The Lemon Drop gastropub opened May 13, with a menu that often changes as Kruse comes up with new ideas. Kruse said she wants to provide high-quality but affordable meals, and tries to prioritize fresh and local ingredients from nearby farmers markets.
Lemon Drop is a 21-and-older space, where patrons can order one of the several cocktails, draft beers or local wines. Speciality drinks include an absinth, St-Germain and pineapple juice cocktail called the fairy godmother and, of course, lemon drops. Kruse said staff make their own infused vodkas, in flavors like lemon and watermelon, as well as homemade syrups that “help take cocktails to the next level.”

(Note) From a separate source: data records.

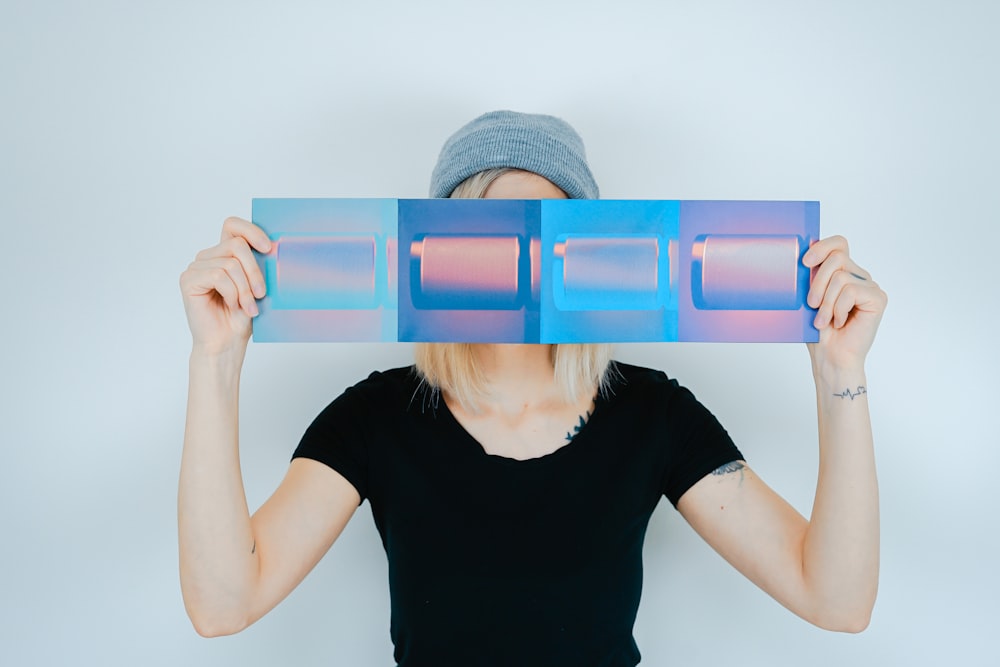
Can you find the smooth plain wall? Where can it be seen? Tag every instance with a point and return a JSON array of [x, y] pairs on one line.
[[129, 131]]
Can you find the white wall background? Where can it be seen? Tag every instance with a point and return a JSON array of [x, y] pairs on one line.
[[128, 131]]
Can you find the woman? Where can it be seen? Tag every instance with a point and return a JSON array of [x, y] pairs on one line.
[[512, 484]]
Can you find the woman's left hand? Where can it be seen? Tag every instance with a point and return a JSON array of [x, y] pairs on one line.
[[850, 305]]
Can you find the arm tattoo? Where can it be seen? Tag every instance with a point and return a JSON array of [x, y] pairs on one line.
[[732, 466], [576, 429], [847, 393]]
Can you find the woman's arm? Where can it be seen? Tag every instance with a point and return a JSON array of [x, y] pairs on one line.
[[825, 569], [233, 568]]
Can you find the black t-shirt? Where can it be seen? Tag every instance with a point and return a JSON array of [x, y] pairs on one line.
[[495, 561]]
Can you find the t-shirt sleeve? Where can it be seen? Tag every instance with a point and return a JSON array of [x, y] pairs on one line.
[[339, 438], [699, 444]]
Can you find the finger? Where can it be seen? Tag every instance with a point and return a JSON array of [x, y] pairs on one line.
[[834, 262], [819, 251], [205, 278], [234, 269], [238, 227], [845, 303], [224, 275], [237, 247], [831, 293]]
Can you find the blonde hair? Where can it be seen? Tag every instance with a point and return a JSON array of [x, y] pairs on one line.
[[452, 367]]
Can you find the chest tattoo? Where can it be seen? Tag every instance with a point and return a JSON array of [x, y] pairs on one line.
[[576, 429]]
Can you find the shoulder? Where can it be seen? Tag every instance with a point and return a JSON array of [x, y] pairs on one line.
[[648, 389], [628, 381], [392, 384], [382, 392]]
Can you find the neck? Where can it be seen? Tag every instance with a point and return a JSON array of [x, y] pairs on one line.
[[522, 373]]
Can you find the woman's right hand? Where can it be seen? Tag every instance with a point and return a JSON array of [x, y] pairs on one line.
[[221, 285]]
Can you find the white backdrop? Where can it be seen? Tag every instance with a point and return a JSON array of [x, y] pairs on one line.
[[128, 131]]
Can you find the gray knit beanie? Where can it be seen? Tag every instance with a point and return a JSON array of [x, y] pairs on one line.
[[545, 145]]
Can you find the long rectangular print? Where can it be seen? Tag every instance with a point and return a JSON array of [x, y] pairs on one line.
[[535, 271]]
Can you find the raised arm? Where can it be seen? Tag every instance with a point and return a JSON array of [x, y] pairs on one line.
[[825, 569], [235, 568]]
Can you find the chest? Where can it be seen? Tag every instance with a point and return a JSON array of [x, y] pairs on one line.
[[525, 434]]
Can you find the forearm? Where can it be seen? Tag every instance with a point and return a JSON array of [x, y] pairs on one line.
[[841, 545], [218, 563]]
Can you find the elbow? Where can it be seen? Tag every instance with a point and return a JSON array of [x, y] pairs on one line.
[[851, 621], [209, 628], [214, 624]]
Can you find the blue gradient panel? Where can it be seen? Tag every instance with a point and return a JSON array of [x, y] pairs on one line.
[[465, 270], [607, 271], [331, 272], [528, 271], [740, 271]]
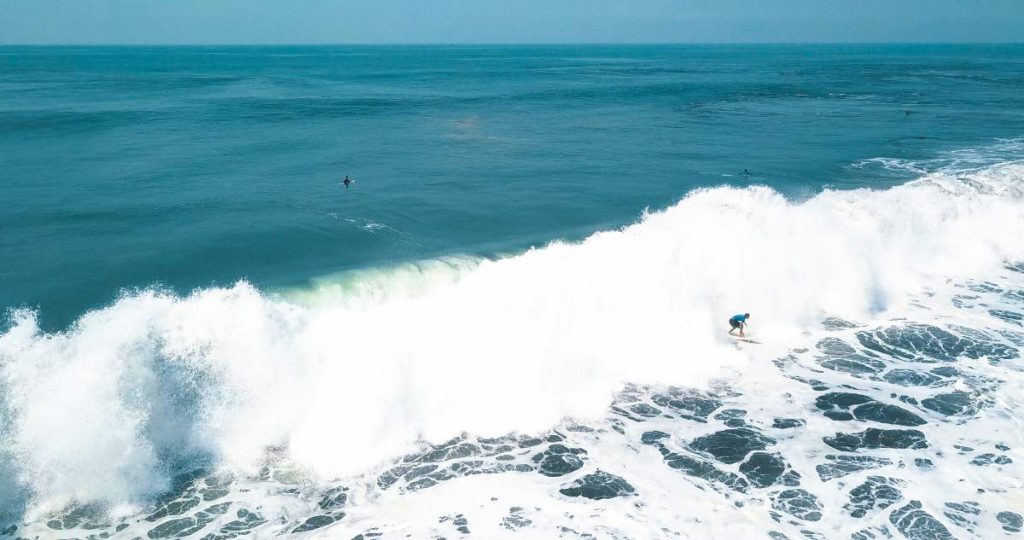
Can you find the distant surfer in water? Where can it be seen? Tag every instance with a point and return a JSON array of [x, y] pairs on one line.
[[738, 321]]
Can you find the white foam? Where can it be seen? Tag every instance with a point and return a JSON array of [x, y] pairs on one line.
[[347, 378]]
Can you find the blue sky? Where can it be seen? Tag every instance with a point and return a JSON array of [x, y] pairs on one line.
[[268, 22]]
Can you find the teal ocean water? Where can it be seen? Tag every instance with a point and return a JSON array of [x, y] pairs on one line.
[[185, 167], [513, 324]]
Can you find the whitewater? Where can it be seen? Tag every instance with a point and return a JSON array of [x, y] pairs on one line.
[[581, 389]]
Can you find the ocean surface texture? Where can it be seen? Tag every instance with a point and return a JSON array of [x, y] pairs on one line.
[[513, 323]]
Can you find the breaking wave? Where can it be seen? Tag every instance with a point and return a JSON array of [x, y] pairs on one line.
[[159, 393]]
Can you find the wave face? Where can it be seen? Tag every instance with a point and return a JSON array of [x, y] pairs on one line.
[[473, 396]]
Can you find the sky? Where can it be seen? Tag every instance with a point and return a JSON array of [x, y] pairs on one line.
[[315, 22]]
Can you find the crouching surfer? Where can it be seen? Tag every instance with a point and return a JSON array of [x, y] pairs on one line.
[[738, 322]]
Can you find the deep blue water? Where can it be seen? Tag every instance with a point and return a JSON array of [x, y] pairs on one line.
[[182, 167]]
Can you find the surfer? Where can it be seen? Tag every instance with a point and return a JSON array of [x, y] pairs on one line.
[[738, 321]]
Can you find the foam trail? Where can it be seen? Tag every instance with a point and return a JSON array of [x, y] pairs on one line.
[[103, 411]]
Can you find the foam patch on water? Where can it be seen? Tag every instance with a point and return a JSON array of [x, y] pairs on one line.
[[248, 408]]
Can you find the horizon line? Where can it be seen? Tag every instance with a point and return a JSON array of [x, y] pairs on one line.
[[493, 44]]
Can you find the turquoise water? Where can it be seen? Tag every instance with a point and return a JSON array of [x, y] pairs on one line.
[[185, 167], [514, 322]]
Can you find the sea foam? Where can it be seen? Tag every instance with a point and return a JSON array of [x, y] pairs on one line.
[[359, 369]]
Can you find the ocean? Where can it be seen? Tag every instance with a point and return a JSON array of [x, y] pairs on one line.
[[513, 323]]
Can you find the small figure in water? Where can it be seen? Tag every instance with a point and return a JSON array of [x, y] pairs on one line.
[[738, 321]]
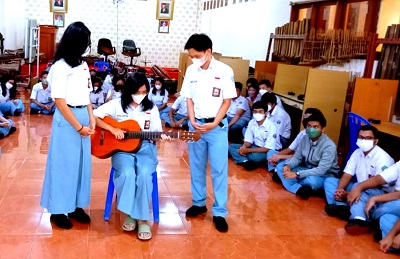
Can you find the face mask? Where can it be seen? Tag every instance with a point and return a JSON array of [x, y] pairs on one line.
[[312, 133], [365, 145], [138, 98], [9, 85], [87, 52], [263, 91], [199, 61], [258, 116]]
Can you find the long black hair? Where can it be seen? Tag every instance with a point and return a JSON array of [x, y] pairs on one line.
[[162, 89], [132, 85], [13, 91], [73, 44]]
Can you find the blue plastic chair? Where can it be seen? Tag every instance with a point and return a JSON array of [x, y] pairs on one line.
[[110, 194], [355, 122]]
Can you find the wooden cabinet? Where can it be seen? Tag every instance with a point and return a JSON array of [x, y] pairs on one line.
[[48, 35]]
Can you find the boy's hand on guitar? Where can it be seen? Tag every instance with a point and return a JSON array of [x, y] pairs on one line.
[[165, 137], [118, 133]]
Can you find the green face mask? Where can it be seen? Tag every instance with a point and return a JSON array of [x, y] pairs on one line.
[[312, 133]]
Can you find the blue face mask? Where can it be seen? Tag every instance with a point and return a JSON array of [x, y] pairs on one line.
[[313, 133]]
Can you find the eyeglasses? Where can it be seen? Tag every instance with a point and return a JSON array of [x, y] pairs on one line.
[[366, 138]]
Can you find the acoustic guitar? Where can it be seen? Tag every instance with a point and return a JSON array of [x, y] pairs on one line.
[[104, 143]]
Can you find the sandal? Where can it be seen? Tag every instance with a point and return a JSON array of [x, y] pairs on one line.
[[142, 230], [129, 224]]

On the menu customers have options ranging from short rib paninis, vegan Caesar salads to a charcuterie appetizer. Past specials have included black cod and a spinach salad with blue cheese, roasted mushrooms, marcona almonds and sherry shallot vinaigrette. Eating at The Lemon Drop ranges in cost from around $15 to $30.
The new restaurant is placed in the warehouse-style space on 12th Avenue. Kruse said she liked how many windows there were, making it feel like an open and welcome space. Kruse said she wanted to decorate in a more rustic way, though bright yellow furniture accents the industrial approach.
“Our mission is to just provide an experience for locals and for travelers that are passing through, or looking for a destination, to have an experience that they’ll remember or want to share or want to come back for,” Kruse said. “And so that is great cocktails, and it’s great food and it’s great atmosphere and great music and, you know, just a great vibe.”
Kruse started offering lunch earlier this month, giving her an opportunity to add more lunch items and share plates. She has around 10 staff members, and plans to release a new menu in August.
“We just want to grow organically,” Kruse said.
Editor’s note: This story has been updated to include more information on speciality drinks and to clarify where Michelle Kruse has worked.